Texts -- the 'Spoiler Alert' of Sexual Tension
Let me propose something radical here -- I say we stop with the incessant emailing, IMing, texting and Facebooking (more on this in a sec) before we actually know each other. A simple, quick phone call establishing the logistics of the date is best. But no one likes phone calls anymore! God forbid you call someone and leave a voicemail! You might as well heave a bag of caramelized rat feces through their bedroom window. (To be fair, I haven't actually called a woman before a first date since everyone was using flip-phones and wearing bootcut jeans, but I'm going back to it.)
The first date is supposed to be an adventure, right? There should be a bit of improv, and the emotional highs and lows that come with finding out that somebody is allergic to fennel, or that they also love "Ghostbusters II." I want the chance to charm my way back into your good graces after I casually comment that Ivy League schools are asshat factories only to find out you went to Princeton.
Isn't half the fun the blind grope for commonalities and the strange conversational wormholes that form from a piece of surprising information ("Your dad's a Southern Baptist and a GLAAD member? INTERESTING! Why don't you tell me more about it!")?
Pre-date texts can be exciting, in that they're often short, sweet and a little bit of courtship. But too many faceless communiqués dampens the potential intrigue and sets a dangerous precedent. Also, it's difficult to know when to stop. Who wants to be the last person to send a text, especially if you took a flier with a fart joke? There's nothing worse than hitting 'send' and enduring nothing but hours of silence after. (Cue countless women writing me telling me no Real Man would send a fart joke. Um, you're probably right.)

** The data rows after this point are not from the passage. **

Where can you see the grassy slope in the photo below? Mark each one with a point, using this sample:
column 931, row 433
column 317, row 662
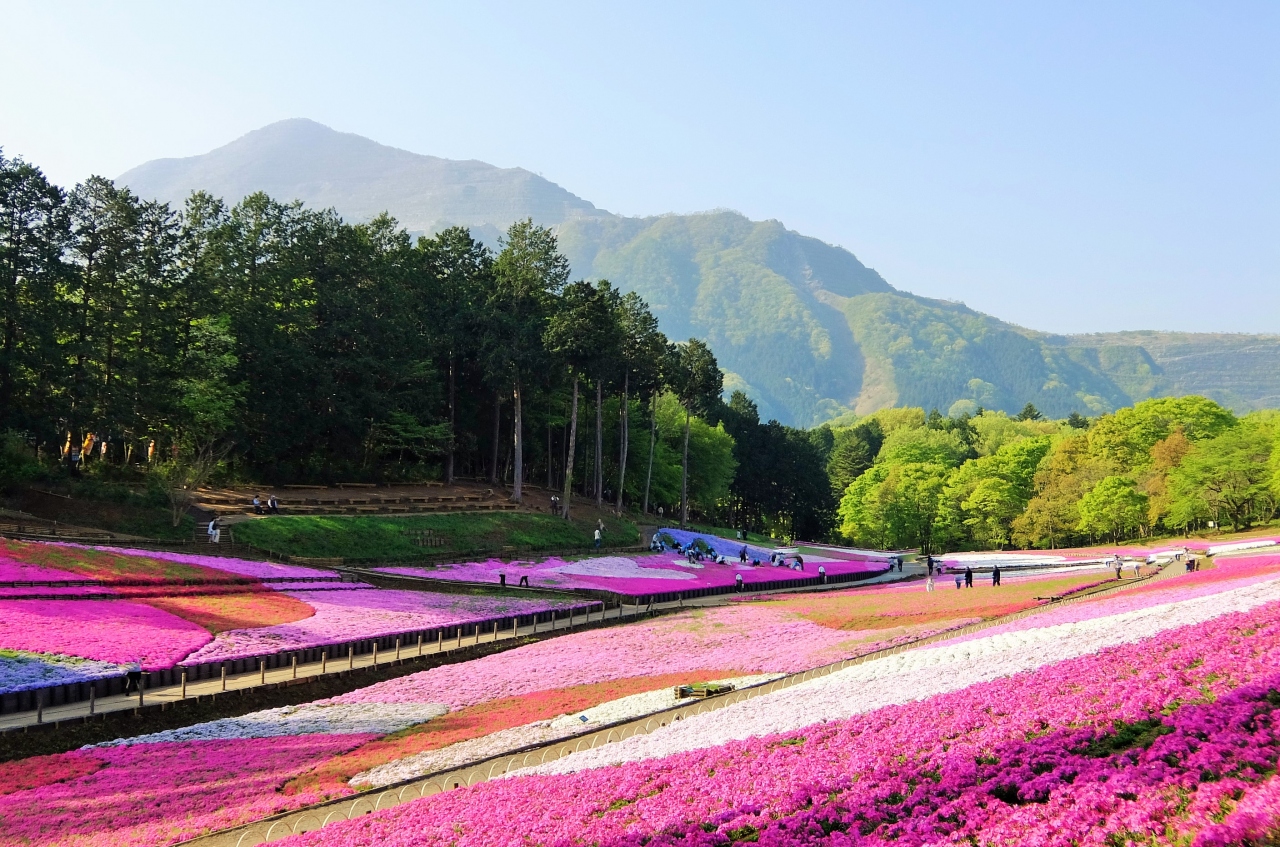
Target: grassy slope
column 375, row 538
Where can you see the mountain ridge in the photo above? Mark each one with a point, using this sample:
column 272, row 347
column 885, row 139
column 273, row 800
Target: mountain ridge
column 809, row 330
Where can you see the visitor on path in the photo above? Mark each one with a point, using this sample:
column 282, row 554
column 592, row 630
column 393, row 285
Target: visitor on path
column 133, row 677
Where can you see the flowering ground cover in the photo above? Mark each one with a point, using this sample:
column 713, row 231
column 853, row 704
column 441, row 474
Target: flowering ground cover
column 1224, row 576
column 630, row 575
column 910, row 605
column 1148, row 727
column 117, row 631
column 147, row 795
column 106, row 563
column 353, row 614
column 480, row 729
column 223, row 612
column 504, row 741
column 229, row 566
column 24, row 671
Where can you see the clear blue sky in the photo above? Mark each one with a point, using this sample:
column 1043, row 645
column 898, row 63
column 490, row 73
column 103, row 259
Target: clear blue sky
column 1069, row 166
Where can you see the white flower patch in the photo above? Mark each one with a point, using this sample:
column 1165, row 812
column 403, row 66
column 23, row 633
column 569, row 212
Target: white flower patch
column 533, row 733
column 912, row 676
column 298, row 720
column 643, row 704
column 616, row 567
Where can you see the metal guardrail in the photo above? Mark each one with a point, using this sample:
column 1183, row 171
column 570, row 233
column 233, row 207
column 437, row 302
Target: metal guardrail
column 312, row 818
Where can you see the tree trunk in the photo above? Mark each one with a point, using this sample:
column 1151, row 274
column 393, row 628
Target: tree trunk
column 653, row 444
column 568, row 458
column 624, row 436
column 684, row 476
column 599, row 447
column 497, row 436
column 453, row 426
column 517, row 439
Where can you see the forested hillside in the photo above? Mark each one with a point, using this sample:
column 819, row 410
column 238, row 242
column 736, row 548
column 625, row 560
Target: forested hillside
column 804, row 328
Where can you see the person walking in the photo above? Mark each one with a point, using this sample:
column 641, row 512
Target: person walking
column 133, row 677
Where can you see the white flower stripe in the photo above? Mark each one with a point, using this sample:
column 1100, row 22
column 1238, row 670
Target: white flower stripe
column 531, row 733
column 912, row 676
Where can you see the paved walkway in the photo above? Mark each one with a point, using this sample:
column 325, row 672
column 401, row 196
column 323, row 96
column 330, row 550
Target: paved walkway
column 408, row 653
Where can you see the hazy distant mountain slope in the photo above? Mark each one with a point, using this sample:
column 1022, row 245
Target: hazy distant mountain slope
column 749, row 288
column 941, row 355
column 803, row 325
column 304, row 160
column 1240, row 371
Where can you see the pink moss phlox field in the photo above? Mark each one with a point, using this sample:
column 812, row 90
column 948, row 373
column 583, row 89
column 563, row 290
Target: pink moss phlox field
column 1255, row 820
column 150, row 795
column 234, row 567
column 748, row 639
column 631, row 575
column 1134, row 744
column 16, row 571
column 109, row 631
column 351, row 616
column 1229, row 575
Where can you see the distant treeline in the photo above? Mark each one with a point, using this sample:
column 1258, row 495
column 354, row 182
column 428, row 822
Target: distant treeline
column 990, row 481
column 269, row 342
column 272, row 342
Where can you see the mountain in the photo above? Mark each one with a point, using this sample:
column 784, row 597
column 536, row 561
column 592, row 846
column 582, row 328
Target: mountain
column 808, row 330
column 304, row 160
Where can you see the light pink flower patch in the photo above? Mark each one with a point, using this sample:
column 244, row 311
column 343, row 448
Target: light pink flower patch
column 150, row 795
column 109, row 631
column 361, row 613
column 748, row 639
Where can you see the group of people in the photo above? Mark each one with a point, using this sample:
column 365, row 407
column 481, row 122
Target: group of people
column 780, row 561
column 963, row 578
column 273, row 506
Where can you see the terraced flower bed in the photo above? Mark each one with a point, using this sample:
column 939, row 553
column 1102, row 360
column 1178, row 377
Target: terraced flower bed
column 1155, row 726
column 460, row 713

I Don't Want to Be Your Facebook Friend
Facebook may be the biggest minefield of all. Even though I don't communicate a lot through Facebook, my social networking presence is still a random compendium of information about me, including embarrassing "tagged" photos of yours truly holding over-large cocktails. It isn't so much a comprehensive representation of who I actually am than proof that my friends take too many pictures. If you're a potential date and are cruising my page, you may take the photo from that one time I wore a sombrero as cause for concern that I have a closet full of coordinating ponchos.
What do you do if your prospective date friend requests you? Stall. Unless you manage your Facebook page with German precision, I highly advise waiting a bit until you let someone into the wild world of your Thanksgiving 2009 photo album.
Tell me if I'm being a Luddite about all of this. I agree -- there's something moderately relieving about getting a bit of banter going and determining that you actually have things in common before that first date. But I think there is a limit to the amount of info you want before you actually face someone, and I think that limit is low.
The first date isn't supposed to be easy -- it's supposed to a little mysterious and totally nerve-wracking. The heady brew of the unknown can be all-too-easily diluted by electronic, low-risk conversation beforehand. Correct me if I'm wrong, but I think those innocent texts, emails, IMs and Facebooks have the potential to turn a scary, sexy, high-value risk into a contest of who can chew the quietest.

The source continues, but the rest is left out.